In August 2011, at Wikimania 2011 in Haifa, Jimmy Wales presented Kenzhekhanuly with the Wikipedian of the Year award. Moreover, Wales announced his own grant to WikiBilim as a contribution to the development of the Kazakh Wikipedia. The Wikimedia Foundation has given the organisation a $16,600 grant for conducting a Turkic Wikimedia Conference in Almaty. Contributors to Wikipedia in the West have raised the question of whether the foundation and Wales should be supporting WikiBilim in light of the backing it has received from the Kazakh government, which has been responsible for closing down independent media outlets in what Human Rights Watch describes as a 'growing crackdown on free speech'.

On 14–17 September 2011, the WikiBilim Public Foundation was invited to take part in the Digital Communications Kazakhstan 2011 Exhibition, where it introduced its methods of recruiting young people for start-up projects.

On 16–18 September 2011, representatives of the WikiBilim Public Foundation attended the Creative Commons Global Summit conference in Warsaw, Poland. The purpose of this trip was to include Kazakhstan among the countries that work on the distribution of information under Creative Commons standards.

On 27 September 2011, WikiBilim organised a Wiki-seminar at the Kazakh National Pedagogical University for Women in Almaty, Kazakhstan.

On 28 September 2011, the Kazakh National Academy of Arts hosted a presentation about the WikiBilim Public Foundation.

In October 2011, WikiBilim conducted a training session and seminar at Nazarbayev University. The purpose of the seminar was to create a Wiki-Club with Wiki ambassadors on the university campus, and this club would focus on recruiting young people in Kazakhstan to improve the usage of the Kazakh national language, education, and science.

==Objectives==
- Contribute to and support the development of Kazakh-language online content, education, culture, and innovative technologies.
- Develop the IT sphere in Kazakhstan in general.
- Organise educational projects for young people.
- Sponsor social projects.
- Modernise information and communication systems for Kazakh-language content.
- Contribute to the overall development of Kazakhstan's internet content.
- Develop improved communication for information in education.
- Organise contests, awards, and social gatherings for contributors of Kazakh-language content.
- Support the improvement of the systematisation of laws in Kazakhstan.

== Projects ==
WikiBilim is working on several different projects to promote its mission:

=== Kazakh Wikipedia ===
The Kazakh Wikipedia was the first project of the WikiBilim Public Fund, which was launched in June 2011. The purpose of the project was to improve the quality and quantity of the material, and to increase the number of active users on the Kazakh Wikipedia. The intention was also to create an intellectual community, where members could share their knowledge in the Kazakh language and, eventually, turn the community into an everyday hobby. The supporters of the project were the Samruk-Kazyna Welfare Fund, which provided 100 laptops for the 100 most active users, and Nokia Corporation, which supported the Вики-Бәйге contest, in which the forty best users on the Kazakh Wikipedia received Nokia phones. The Ministry of Information and Communication of the Republic of Kazakhstan helped with the organisation of events. The Kazakh National Encyclopedia provided its electronic version of its material. The International IT University provided its volunteer students to work on material for the Kazakh Wikipedia.

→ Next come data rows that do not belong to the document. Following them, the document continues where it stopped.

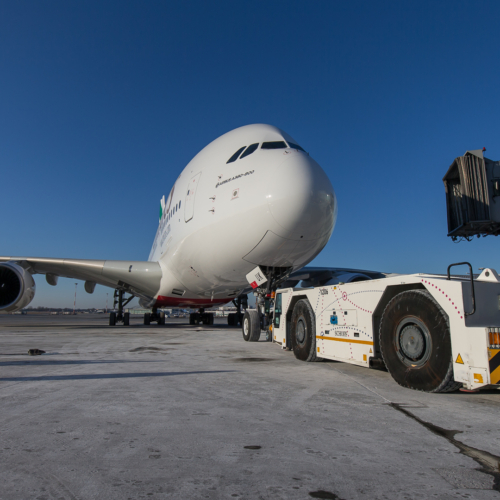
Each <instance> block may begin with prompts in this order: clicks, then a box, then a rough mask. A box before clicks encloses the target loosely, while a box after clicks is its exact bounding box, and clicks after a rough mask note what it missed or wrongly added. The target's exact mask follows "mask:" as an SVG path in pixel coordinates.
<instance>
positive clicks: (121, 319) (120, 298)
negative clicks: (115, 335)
mask: <svg viewBox="0 0 500 500" xmlns="http://www.w3.org/2000/svg"><path fill="white" fill-rule="evenodd" d="M124 295H125V291H124V290H119V289H117V290H115V293H114V295H113V298H114V302H113V309H116V306H118V310H117V311H116V312H115V311H113V312H111V313H110V314H109V326H115V325H116V324H117V323H123V326H129V325H130V313H124V312H123V308H124V307H125V306H126V305H127V304H128V303H129V302H130V301H131V300H132V299H133V298H134V297H135V295H131V296H130V297H127V298H126V299H124Z"/></svg>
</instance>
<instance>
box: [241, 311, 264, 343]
mask: <svg viewBox="0 0 500 500" xmlns="http://www.w3.org/2000/svg"><path fill="white" fill-rule="evenodd" d="M241 330H242V333H243V340H245V341H246V342H258V341H259V339H260V318H259V313H258V311H255V310H251V311H249V310H247V311H245V315H244V316H243V325H242V326H241Z"/></svg>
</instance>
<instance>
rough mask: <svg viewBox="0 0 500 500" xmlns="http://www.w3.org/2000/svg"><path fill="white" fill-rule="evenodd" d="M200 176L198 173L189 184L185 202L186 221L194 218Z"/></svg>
mask: <svg viewBox="0 0 500 500" xmlns="http://www.w3.org/2000/svg"><path fill="white" fill-rule="evenodd" d="M200 176H201V172H200V173H199V174H196V175H195V176H194V177H193V178H192V179H191V180H190V181H189V185H188V190H187V193H186V200H185V202H184V221H185V222H188V221H190V220H191V219H192V218H193V215H194V198H195V196H196V191H198V184H199V183H200Z"/></svg>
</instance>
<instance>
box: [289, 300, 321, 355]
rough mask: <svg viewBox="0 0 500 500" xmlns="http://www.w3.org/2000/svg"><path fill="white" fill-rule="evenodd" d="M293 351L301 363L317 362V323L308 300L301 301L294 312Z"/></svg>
mask: <svg viewBox="0 0 500 500" xmlns="http://www.w3.org/2000/svg"><path fill="white" fill-rule="evenodd" d="M290 337H291V341H292V351H293V354H294V355H295V357H296V358H297V359H300V360H301V361H316V360H317V357H316V321H315V316H314V311H313V309H312V307H311V304H310V303H309V301H308V300H304V299H303V300H299V301H298V302H297V303H296V304H295V306H294V308H293V312H292V321H291V328H290Z"/></svg>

=== Creative Commons Kazakhstan ===
Adaptation of Creative Commons standards in Kazakhstan. This project targets open information sharing, providing a platform for people to easily and effectively share information and knowledge.

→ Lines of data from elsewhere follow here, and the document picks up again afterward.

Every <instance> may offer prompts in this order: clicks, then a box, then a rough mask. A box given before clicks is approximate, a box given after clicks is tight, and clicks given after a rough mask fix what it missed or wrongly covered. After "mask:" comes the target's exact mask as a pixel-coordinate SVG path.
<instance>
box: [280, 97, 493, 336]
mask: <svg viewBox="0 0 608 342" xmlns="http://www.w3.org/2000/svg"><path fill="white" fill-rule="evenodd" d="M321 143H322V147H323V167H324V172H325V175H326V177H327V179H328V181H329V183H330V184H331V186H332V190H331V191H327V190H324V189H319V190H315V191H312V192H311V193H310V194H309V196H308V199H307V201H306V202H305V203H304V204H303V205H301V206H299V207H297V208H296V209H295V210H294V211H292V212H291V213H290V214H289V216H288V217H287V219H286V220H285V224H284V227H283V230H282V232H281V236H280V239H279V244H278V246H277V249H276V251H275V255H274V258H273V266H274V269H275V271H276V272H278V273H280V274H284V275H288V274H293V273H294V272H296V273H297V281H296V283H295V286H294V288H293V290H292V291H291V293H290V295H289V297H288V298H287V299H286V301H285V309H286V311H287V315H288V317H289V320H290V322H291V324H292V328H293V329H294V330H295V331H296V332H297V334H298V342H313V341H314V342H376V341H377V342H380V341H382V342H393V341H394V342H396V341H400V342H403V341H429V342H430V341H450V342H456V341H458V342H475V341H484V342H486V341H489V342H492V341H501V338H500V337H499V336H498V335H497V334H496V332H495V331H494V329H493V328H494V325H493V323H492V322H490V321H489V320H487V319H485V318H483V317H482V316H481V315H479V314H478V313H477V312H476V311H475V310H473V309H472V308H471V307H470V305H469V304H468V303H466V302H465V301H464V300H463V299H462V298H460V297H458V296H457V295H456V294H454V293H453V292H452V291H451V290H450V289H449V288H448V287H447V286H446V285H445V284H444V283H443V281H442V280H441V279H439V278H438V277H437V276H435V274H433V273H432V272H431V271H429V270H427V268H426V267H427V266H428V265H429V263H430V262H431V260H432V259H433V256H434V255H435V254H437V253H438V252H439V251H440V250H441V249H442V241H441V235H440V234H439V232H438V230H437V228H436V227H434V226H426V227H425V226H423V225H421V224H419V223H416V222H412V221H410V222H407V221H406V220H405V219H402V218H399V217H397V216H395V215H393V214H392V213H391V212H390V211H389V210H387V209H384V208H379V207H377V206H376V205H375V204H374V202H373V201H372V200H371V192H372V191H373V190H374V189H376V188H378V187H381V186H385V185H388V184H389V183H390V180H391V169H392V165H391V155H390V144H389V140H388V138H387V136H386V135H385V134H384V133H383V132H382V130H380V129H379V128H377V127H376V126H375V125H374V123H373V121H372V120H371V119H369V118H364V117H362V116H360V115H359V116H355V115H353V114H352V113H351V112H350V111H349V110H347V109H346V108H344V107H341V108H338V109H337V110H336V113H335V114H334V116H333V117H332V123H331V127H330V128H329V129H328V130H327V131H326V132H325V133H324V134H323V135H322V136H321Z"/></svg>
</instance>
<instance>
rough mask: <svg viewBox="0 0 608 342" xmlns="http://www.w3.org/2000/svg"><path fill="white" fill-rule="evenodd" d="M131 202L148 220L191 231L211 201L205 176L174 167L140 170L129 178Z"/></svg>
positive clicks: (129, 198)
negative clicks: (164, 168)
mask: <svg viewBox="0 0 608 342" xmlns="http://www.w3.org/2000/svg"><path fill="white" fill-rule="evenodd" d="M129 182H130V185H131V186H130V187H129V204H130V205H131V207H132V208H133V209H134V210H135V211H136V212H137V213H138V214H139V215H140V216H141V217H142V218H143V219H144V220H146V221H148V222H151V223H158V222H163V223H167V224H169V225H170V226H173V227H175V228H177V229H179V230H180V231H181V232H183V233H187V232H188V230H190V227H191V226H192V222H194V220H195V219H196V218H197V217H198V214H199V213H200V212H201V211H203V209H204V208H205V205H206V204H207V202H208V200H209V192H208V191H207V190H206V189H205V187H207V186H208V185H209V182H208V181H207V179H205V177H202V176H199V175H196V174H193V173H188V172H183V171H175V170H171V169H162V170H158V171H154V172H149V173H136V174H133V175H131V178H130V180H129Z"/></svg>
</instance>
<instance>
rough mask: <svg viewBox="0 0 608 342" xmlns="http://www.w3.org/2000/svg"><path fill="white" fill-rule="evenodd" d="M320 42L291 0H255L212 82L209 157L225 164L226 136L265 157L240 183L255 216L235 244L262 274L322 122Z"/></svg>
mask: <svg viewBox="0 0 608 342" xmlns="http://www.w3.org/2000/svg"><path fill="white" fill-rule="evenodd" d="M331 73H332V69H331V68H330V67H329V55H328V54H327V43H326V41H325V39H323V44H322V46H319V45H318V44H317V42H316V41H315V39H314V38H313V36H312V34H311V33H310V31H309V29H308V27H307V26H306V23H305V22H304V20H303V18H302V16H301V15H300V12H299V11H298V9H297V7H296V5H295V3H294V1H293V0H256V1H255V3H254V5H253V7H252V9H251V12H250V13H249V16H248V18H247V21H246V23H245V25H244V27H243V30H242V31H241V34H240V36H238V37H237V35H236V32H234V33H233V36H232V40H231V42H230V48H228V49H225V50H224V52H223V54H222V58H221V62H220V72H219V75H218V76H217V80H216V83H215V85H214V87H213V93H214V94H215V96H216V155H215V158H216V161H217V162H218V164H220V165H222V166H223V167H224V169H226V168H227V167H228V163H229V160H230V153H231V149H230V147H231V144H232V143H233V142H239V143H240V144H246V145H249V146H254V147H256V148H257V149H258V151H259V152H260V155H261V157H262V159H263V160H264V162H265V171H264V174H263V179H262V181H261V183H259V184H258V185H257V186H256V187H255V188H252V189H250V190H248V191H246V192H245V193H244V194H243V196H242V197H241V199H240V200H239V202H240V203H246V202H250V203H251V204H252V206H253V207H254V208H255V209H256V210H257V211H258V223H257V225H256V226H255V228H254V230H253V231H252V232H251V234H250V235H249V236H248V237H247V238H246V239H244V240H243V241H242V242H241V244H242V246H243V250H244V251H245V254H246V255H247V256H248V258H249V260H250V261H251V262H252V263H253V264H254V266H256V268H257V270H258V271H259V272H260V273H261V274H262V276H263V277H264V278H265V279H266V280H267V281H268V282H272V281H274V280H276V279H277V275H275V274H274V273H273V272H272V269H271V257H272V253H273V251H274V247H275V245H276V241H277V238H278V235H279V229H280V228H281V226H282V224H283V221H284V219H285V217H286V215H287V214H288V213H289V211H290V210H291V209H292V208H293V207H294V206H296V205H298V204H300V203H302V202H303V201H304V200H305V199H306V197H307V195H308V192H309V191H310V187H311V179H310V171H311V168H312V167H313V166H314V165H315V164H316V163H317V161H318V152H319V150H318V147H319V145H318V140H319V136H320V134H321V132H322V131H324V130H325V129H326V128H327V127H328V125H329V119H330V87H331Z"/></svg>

=== Open Library of Kazakhstan (www.kitap.kz) ===
On 17 September 2012, the WikiBilim Foundation presented the Open Library of Kazakhstan, www.kitap.kz, published under a Creative Commons BY-NC-ND licence. The library contains more than 3,500 books, 100 audiobooks, and 200 audio files.

=== Google Translate and the Kazakh language ===
In 2014, the WikiBilim Public Foundation implemented the 'Google Translate + Kazakh' project to include the Kazakh language in Google's global system.

==Funding==
As of 2012, the Wikimedia Foundation had also offered a $16,000 grant to WikiBilim for conducting first Turkic Wikimedia Conference in Almaty.